Here's the bullet list:
- The Fed allowed high inflation
- High inflation + sticky wages = low real wages...
- ...and low real wages result in low unemployment and high output
- Pundits: “the economy is good — low unemployment, high GDP — why don’t the voters understand??”
- But low unemployment and high GDP are precisely caused by the low real wages — which is, rationally, what voters care about!
- Output is high, and this is BAD — exactly the prediction of the basic model
Another factor that fostered inflation-induced anger was the timing of COVID-19 stimulus checks. In total, there were three rounds of COVID-19 stimulus checks:
Round 1, March 2020: $1,200 per income tax filer, $500 per child (CARES Act)
Round 2, December 2020: $600 per income tax filer, $600 per child (Consolidated Appropriations Act, 2021)
Round 3, March 2021: $1,400 per income tax filer, $1,400 per child (American Rescue Plan Act)
Although the COVID-19 stimulus checks in March 2020 didn’t save Donald Trump’s re-election efforts in 2020, I think it helped him in 2024, by making it easier for voters this year to view Donald Trump’s economic mismanagement under COVID with rose-colored glasses.

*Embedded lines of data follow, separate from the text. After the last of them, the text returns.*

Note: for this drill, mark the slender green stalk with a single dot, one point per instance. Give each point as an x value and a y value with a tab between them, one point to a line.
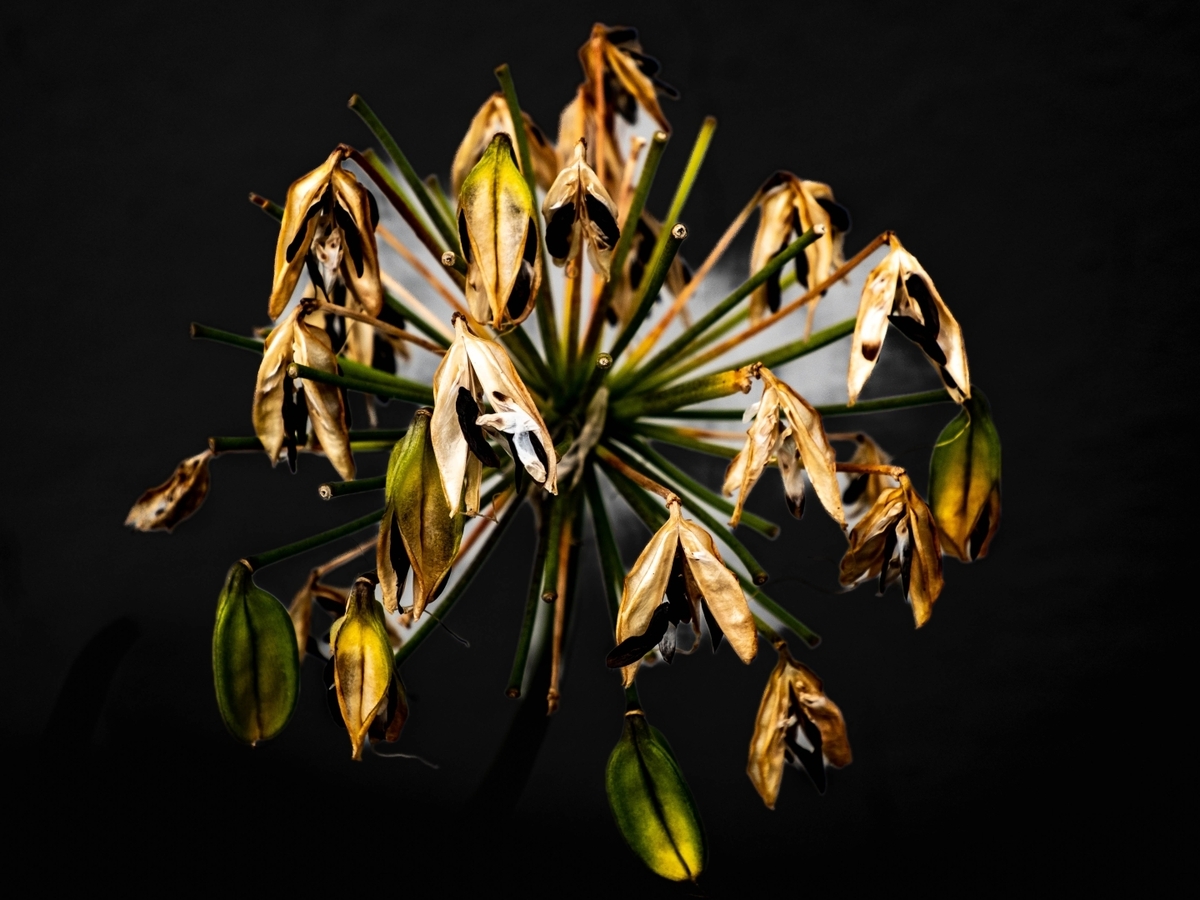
447	601
546	541
720	531
765	527
628	232
330	490
799	348
713	316
719	384
793	624
289	550
445	226
649	289
606	546
419	322
671	436
411	391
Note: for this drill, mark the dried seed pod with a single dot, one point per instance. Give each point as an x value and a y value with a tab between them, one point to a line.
499	238
652	803
418	522
256	665
165	507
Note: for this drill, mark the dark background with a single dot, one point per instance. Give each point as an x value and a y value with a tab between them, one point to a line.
1033	156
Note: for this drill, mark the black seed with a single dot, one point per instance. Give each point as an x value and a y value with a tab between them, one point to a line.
468	412
635	647
839	216
462	237
599	214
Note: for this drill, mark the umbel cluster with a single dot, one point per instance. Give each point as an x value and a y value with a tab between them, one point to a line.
540	399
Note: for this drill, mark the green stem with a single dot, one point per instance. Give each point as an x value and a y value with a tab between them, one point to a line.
274	556
330	490
793	624
766	528
629	229
712	387
667	353
533	598
411	391
719	529
671	436
606	546
659	257
418	187
451	595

By contrast, Joe Biden only benefited from one round of stimulus checks during his administration in March 2021 & then the checks were abruptly cut off thereafter. If my theory is correct, the stimulus checks raised voters’ expectations for what the Biden Administration could deliver economically, but cutting off those checks abruptly shattered those expectations & the disappointment still lingered on Election Day 2024.
I don’t have data yet on how the cutoff of stimulus checks may have hurt the Democrats in 2024, but we do have indirect evidence this was a factor. The standard models used by economists to predict consumer sentiment in United States government surveys have worked very well, at least up until the COVID-19 recession of 2020. After the COVID-19 recession, the economic model malfunctioned & broke into a million pieces. Since 2021, consumer sentiment is between 30 and 40 points lower than what it “should” be if pre-COVID economic models still held. (You can see this by looking at the widening gray area between the dark blue line and the light blue line on the chart after 2021.)
As I said before, I think the explanation for Donald Trump’s victory in 2024 is a combination of both real factors and distortion. The stimulus checks in 2020 and 2021 were absolutely thing to do for bringing recovery to the United States economy, but they also massively distorted voter perceptions by encourage them to overrate Donald Trump’s economic performance and underrate Biden’s.